La tarde se había vuelto
gris. La intensa lluvia caída durante toda la mañana había hecho refrescar el
ambiente y se agradecía el calor de aquella sencilla y acogedora alcoba.
Dejé encendida una
pequeña lámpara situada en el rincón, manteniendo así una tenue iluminación que
dibujaba por doquier enigmáticos contrastes de luces y sombras. Recostado en el
sillón, no podía, o quizá mejor no quería, dejar de mirarla y, mientras apuraba
una copa de brandy, la observaba dormir mostrando ante mis ojos la hermosura de
su cuerpo desnudo.
El dorado tono de su
piel contrastaba con el rubio teñido de su cabello y éste a su vez hacía de
contrapunto con el oscuro vello de su pubis. Me entretenía así en admirar cada
centímetro de su cuerpo, el mismo que momentos antes había poseído con una
mezcla de sentimientos que conjugaban por un lado los mismos miedos de quien
hace el amor por primera vez y por otro los anhelos de que esos momentos no
terminaran nunca. Estaba teniendo su cuerpo por primera vez, pero también por última.
Tal como ella me
pidiera, habíamos hecho el amor con los ojos cerrados y en silencio. Un
silencio que yo ahora tampoco quería romper y que me ayudaba a recordarlo todo:
el aroma de su feminidad, la suavidad de sus senos, la perfección de sus curvas,
el enigma de sus rincones y sobre todo el armonioso cimbreo de su cuerpo sobre
el mío haciéndome derramar la semilla de la vida en sus entrañas. Todo. Lo
recordaba todo y romper la magia de ese momento sería un sacrilegio.
¡Qué guapa está Judith!.
Estas palabras retumbaron en mi cabeza devolviéndome a la realidad. Aún
aturdido, miré a mi alrededor. El festival estaba en pleno apogeo y mi
acompañante hacía comentarios sobre el vestido de la bailarina principal de
aquel odioso espectáculo, pero yo no le prestaba atención, simplemente vagaba
con la vista entre la gente buscándola. Y allí estaba ella, conversando con
otras personas. La miraba. Ella se sabía observada y también me dedicaba
enigmáticas y fugaces miradas, obligándome a bajar la vista por la timidez de
saberme sorprendido.
Salí fuera y,
acercándome al enorme ventanal, encendí un cigarrillo. Sentía que necesitaba
reflexionar, pero ¿sobre qué?, ¿sobre mí?, ¿sobre ella?. Después de tanto
tiempo con esos juegos de miradas desconocía hasta su nombre, pero no me
extrañó pues no me conocía ni a mí mismo. Aunque, tal vez, ese podía ser el reto que mañana llamase a mi puerta al despertar.

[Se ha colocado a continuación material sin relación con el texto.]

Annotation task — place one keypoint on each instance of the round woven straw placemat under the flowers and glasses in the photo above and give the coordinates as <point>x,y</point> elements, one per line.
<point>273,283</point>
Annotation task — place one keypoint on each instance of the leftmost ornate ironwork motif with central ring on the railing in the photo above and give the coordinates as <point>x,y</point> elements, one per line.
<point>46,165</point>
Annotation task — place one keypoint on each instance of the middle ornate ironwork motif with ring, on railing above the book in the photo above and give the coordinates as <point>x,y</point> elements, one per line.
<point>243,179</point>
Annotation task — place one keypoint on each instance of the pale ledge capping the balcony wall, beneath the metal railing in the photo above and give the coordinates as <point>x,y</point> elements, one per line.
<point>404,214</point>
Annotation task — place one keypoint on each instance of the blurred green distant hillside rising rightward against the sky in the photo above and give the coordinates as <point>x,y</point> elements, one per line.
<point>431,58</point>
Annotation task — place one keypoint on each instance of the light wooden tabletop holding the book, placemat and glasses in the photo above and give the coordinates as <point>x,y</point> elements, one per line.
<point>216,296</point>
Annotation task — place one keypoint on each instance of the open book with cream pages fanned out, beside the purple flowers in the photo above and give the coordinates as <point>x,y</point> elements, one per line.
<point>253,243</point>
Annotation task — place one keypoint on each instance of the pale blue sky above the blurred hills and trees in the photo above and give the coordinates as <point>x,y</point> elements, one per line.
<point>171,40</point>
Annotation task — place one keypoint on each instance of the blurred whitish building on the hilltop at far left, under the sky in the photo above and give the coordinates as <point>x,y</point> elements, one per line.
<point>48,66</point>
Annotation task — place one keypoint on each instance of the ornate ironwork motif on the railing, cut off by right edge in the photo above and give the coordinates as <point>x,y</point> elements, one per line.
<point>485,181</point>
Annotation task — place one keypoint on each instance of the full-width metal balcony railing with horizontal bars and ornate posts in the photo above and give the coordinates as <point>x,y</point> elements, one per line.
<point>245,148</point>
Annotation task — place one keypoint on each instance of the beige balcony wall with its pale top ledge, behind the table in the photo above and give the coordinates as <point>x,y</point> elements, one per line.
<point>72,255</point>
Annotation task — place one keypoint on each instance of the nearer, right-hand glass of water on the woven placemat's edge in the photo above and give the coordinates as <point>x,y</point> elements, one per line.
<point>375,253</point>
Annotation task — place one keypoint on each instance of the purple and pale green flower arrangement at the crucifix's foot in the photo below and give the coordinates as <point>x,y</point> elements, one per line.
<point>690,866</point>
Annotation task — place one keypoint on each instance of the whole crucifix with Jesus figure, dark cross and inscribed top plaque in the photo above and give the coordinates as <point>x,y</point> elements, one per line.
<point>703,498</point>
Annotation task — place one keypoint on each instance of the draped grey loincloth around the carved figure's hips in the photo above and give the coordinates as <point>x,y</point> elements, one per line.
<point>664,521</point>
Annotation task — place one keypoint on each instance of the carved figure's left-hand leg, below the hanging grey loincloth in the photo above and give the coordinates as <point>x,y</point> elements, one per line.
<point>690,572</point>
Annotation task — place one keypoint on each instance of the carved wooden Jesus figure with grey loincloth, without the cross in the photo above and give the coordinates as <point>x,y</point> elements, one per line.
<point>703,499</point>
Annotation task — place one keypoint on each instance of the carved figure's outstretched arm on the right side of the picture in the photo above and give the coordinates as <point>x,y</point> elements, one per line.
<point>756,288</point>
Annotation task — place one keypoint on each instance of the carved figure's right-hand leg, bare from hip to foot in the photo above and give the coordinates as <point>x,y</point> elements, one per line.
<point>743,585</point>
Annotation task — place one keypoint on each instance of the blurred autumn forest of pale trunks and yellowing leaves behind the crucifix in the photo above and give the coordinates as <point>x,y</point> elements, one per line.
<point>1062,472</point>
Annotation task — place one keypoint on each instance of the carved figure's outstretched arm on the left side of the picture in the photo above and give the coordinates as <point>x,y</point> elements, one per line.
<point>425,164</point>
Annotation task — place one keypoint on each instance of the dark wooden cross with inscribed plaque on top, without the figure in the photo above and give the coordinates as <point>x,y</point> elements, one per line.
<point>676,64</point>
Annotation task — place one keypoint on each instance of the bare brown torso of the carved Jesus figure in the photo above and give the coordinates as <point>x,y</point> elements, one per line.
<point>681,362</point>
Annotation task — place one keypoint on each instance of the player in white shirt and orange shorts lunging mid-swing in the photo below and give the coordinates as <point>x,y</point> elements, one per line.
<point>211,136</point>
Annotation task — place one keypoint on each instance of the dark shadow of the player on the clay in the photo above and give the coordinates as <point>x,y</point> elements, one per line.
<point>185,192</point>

Observé el cigarro consumirse.
Un escalofrío sacudió mi cuerpo. No sólo el cigarro, es nuestra vida la que
irremediablemente se esfuma ante nosotros. Volví a vagar con la mirada, pero
esta vez a través del ventanal buscando perderme en el horizonte sabiendo, como
el gran poeta, que los sueños sólo sueños son. O tal vez... no.